Other People’s Things

Part of my ‘mission’ while in Carluke is to help my cousin clear out her loft. Her parents weren’t hoarders, but two ninety-year olds, after 60+ years of marriage and in the same house for 50 years, are gonna have stuff. Periodically my cousin and I will FaceTime, I’ll head up into the loft, shine the camera around the room, and as I point to things, she’ll say, “Keep, Toss, or Donate”, as the case may be. Then I’ll head up there in a couple of days and do some sorting per her guidance.

Toffee Hammer, Bic pen for scale.

Like most people of that generation, my aunt & uncle had a fair amount of silver cutlery. During the flood, (the burst pipes in December; I’m not getting biblical here), Viv and her family tackled the clean-up by just gathering things up, and either chucking them in the garbage, or shoving them up into the loft. There was no time for sorting then. Included in all that shoving things out of the way was a lot of sliverware. This morning I went through the various bags, boxes, and trays of cutlery, sorting the Tesco stainless steel everyday-ware from the bone-handle, sterling silver. And then I came across this little guy – how cute is he? What I want to know is, why on earth doesn’t every home back in Canada have one of these?

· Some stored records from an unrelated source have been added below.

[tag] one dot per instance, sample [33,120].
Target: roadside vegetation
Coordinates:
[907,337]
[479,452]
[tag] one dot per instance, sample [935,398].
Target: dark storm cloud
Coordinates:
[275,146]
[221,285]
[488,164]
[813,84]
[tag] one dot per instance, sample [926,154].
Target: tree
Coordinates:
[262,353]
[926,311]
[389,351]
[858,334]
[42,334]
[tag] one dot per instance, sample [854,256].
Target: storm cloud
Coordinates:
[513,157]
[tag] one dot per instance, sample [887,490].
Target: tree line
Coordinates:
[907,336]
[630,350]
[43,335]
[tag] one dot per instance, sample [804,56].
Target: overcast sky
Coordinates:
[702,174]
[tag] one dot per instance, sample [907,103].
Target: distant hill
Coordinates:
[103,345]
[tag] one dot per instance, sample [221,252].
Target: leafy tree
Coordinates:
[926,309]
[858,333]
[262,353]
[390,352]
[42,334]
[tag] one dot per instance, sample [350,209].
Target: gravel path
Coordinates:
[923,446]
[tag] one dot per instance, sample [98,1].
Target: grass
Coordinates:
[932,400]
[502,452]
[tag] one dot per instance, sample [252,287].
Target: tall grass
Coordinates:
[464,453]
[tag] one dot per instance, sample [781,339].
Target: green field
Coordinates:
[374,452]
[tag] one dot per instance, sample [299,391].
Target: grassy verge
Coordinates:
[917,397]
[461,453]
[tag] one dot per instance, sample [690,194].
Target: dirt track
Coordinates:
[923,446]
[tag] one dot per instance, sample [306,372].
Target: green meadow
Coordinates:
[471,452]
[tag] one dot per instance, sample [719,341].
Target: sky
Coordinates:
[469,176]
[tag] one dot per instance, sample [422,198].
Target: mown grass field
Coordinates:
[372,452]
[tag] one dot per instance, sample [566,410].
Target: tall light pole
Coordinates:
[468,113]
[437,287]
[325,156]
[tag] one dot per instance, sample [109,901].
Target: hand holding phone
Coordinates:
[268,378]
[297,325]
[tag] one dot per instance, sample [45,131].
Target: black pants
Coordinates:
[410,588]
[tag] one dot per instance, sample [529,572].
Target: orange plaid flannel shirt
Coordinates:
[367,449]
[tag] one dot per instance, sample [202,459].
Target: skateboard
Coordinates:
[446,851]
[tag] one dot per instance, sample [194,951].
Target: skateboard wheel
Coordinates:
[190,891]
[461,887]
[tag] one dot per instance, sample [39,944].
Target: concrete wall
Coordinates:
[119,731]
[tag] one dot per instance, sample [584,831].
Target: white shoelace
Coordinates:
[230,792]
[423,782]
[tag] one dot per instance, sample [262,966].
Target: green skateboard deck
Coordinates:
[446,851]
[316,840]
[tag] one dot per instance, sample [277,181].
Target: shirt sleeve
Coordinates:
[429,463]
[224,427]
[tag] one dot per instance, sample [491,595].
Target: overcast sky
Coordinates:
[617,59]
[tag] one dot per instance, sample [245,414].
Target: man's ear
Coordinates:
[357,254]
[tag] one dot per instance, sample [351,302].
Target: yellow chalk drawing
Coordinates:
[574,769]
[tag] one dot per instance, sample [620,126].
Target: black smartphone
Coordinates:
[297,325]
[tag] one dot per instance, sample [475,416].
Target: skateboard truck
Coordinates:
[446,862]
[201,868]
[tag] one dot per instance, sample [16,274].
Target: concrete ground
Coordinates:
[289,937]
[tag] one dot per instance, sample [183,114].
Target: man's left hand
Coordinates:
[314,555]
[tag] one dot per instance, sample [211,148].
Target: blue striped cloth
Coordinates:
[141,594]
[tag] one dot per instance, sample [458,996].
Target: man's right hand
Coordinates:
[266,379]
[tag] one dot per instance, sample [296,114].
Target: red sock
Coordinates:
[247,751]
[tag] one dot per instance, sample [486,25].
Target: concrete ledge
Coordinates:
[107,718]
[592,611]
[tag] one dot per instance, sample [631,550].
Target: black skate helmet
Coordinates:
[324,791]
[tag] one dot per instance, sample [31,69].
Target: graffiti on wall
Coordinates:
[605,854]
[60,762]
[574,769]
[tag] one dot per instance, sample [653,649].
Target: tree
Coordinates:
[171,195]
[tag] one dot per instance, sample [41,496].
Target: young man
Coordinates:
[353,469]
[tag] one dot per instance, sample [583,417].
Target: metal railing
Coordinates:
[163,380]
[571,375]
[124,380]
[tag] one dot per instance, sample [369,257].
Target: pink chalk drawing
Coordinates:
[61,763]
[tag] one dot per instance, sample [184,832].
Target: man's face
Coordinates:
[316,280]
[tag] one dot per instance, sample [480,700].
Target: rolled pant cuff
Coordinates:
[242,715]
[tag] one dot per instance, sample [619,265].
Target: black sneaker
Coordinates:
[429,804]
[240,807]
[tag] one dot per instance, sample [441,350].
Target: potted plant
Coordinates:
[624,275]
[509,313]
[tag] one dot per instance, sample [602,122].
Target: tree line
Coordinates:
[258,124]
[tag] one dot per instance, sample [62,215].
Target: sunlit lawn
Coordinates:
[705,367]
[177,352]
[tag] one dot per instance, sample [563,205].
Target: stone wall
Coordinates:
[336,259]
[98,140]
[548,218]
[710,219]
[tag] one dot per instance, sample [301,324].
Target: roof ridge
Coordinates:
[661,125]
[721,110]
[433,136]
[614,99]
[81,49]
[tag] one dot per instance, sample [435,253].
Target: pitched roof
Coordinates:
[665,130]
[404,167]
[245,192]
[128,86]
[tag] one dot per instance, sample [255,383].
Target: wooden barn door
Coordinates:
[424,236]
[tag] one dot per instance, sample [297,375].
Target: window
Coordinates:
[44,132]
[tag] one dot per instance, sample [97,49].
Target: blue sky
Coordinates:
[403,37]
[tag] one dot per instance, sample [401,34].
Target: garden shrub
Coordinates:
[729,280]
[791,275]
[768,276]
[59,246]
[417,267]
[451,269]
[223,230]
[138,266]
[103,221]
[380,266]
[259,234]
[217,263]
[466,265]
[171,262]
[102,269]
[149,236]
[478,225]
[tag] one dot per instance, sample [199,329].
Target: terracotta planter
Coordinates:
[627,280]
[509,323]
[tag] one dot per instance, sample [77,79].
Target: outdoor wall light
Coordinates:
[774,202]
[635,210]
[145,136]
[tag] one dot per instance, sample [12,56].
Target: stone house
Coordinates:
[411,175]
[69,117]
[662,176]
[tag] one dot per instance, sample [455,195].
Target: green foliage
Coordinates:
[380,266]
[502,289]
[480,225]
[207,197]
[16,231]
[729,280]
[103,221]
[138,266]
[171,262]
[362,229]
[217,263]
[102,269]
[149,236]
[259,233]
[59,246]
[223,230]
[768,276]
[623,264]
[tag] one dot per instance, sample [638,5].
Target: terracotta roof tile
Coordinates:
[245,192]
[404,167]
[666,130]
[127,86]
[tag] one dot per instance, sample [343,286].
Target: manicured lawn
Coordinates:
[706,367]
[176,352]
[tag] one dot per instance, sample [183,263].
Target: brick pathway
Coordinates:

Surely our lives would be better with a toffee hammer to hand.

As well as culling objects, I have been re-arranging items in the loft to make things easier for Viv to find in the future. (My mother always said, “even if you’ve got clutter, things look better in neat piles.”) A few weeks ago I pulled down the hatch, climbed the ladder, and started shifting items around the dim, dusty, every so slightly spooky loft. I picked up this little chalet made of what looks like matchsticks (about the size of a Kleenex box), and set it down over beside some other decor pieces, and turned away. As I walked away, unprompted it started playing this thin, reedy, tinkly tune; it was a music box. I’m not going to lie, it made me jump. All I could think was, imagine it had started up randomly like that in the middle of the night. How freaked out would I be to wake up to that haunting melody at 3 in the morning? I would have been lying in bed, with the blankets up to my chin, thinking, “There is no way in hell I am going up to see what is going on up there.”